# What glass to use for shadow boxes



## SgtStrong (Sep 8, 2013)

I will be making a few shadow boxes coming up here in the near future for the first time. What type of glass do I use for the front and where are some good places to buy them at? I am located in New Jersey. There's a few different sizes I'm going to be making not sure just yet on exact sizes, the size to hold a dress blues coat another for a sledge hammer and another for a USMC NCO sword. Thanks for the help in advance.


----------



## wapakfred (Jul 29, 2011)

I've always just used single strength 1/8" glass. For things that I want to protect from UV, I'll get the coat coated to filter UV out. You can get thicker glass if you feel it's needed, but you often have to beef the overall structure up for the extra weight (depending on size of the pane, of course). If you need an odd shape, what I've always done was cut a 1/8" hardboard pattern and take it to the glass shop; which is another key phrase. Go the a glass shop (as opposed to the local hardware) is you want the UV coating, or other special stuff. The hardware store can cut picture frame glass, but most stuff past that is best left to the specialty shops.


----------



## JollyGreen67 (Nov 1, 2010)

Fred +++ ! (Jimbo, the ex-picture framer)


----------



## hydro (Aug 9, 2013)

For a "window" on a shadow box, you can get regular single strength glass. Keep in mind that it is not 1/8" thick, however, and is more like 3/32" at most. I usually just take the project to the hardware store (I do not need any special coating) and have them cut to fit my project. That way any measurement error is on them and I get what I need before paying. If you measure and cut too tight, you cannot trim the glass, and you cannot take it back for a refund.

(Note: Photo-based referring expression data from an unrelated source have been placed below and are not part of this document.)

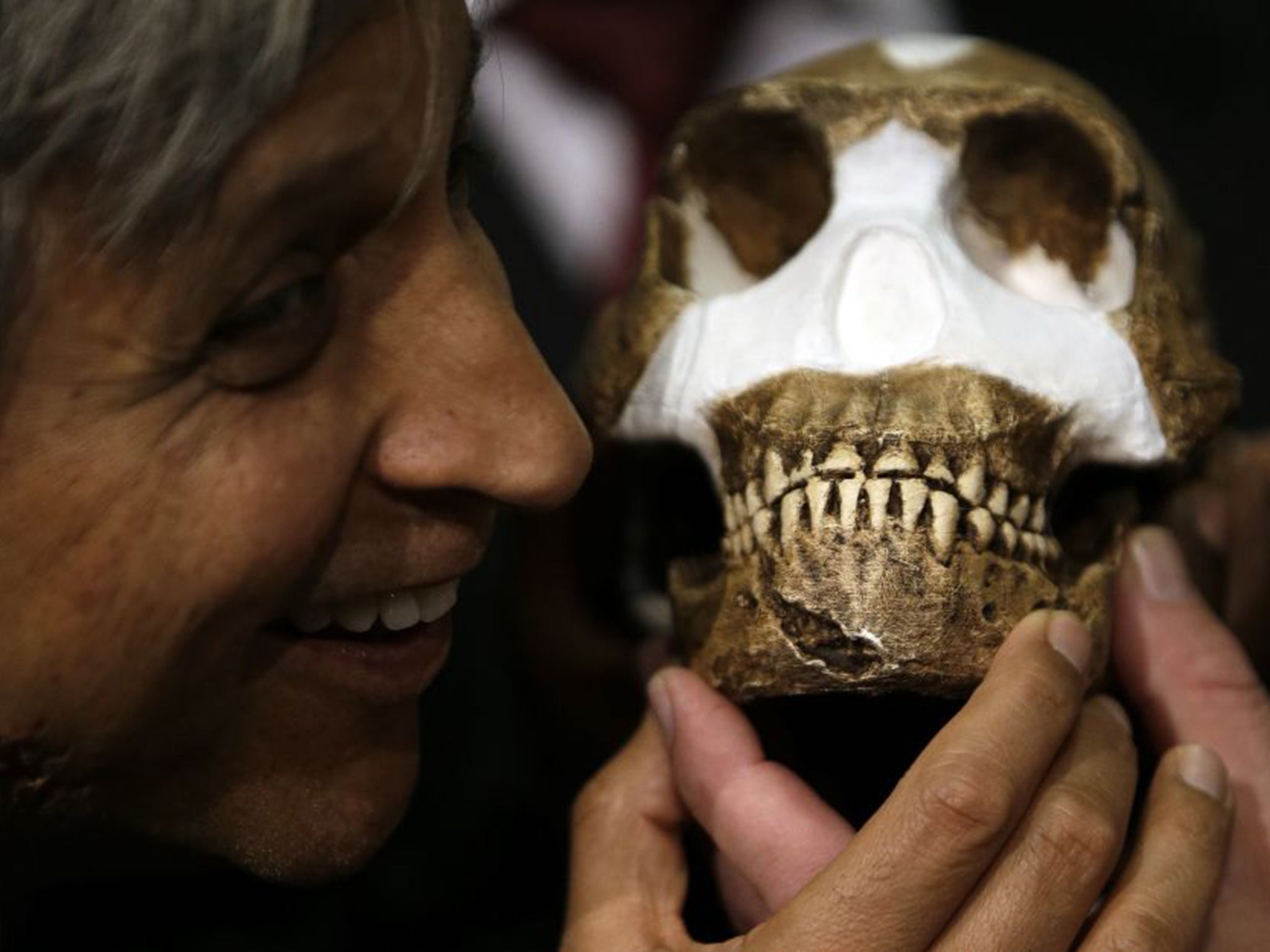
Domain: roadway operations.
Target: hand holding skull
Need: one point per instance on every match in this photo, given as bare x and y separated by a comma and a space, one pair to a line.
1002, 834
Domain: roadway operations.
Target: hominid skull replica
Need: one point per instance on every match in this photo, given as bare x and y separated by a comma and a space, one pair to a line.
897, 300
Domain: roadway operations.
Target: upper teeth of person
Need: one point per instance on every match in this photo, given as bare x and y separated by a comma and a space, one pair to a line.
395, 611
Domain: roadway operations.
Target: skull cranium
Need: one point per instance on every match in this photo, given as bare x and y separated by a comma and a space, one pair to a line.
895, 299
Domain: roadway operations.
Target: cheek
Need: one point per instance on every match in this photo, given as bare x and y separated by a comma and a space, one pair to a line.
138, 579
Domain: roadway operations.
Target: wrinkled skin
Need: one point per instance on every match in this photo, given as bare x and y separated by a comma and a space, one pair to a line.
162, 500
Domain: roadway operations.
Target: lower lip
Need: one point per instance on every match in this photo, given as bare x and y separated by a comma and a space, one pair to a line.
379, 672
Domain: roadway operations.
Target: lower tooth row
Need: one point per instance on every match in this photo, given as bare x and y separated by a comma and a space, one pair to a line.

Thicker glass, like "double strength" (which is closer to 1/8") is almost impossible to find unless you go the specialty glass shops. Be prepared to spend big $$$$ for a small piece of glass.


----------



## AandCstyle (Mar 21, 2012)

I agree with hydro re taking the pieces to the glass shop to have them cut it to the exact size needed. Also, I would suggest buying non-glare glass. It is more expensive, but you want to be able to see what is behind it.


----------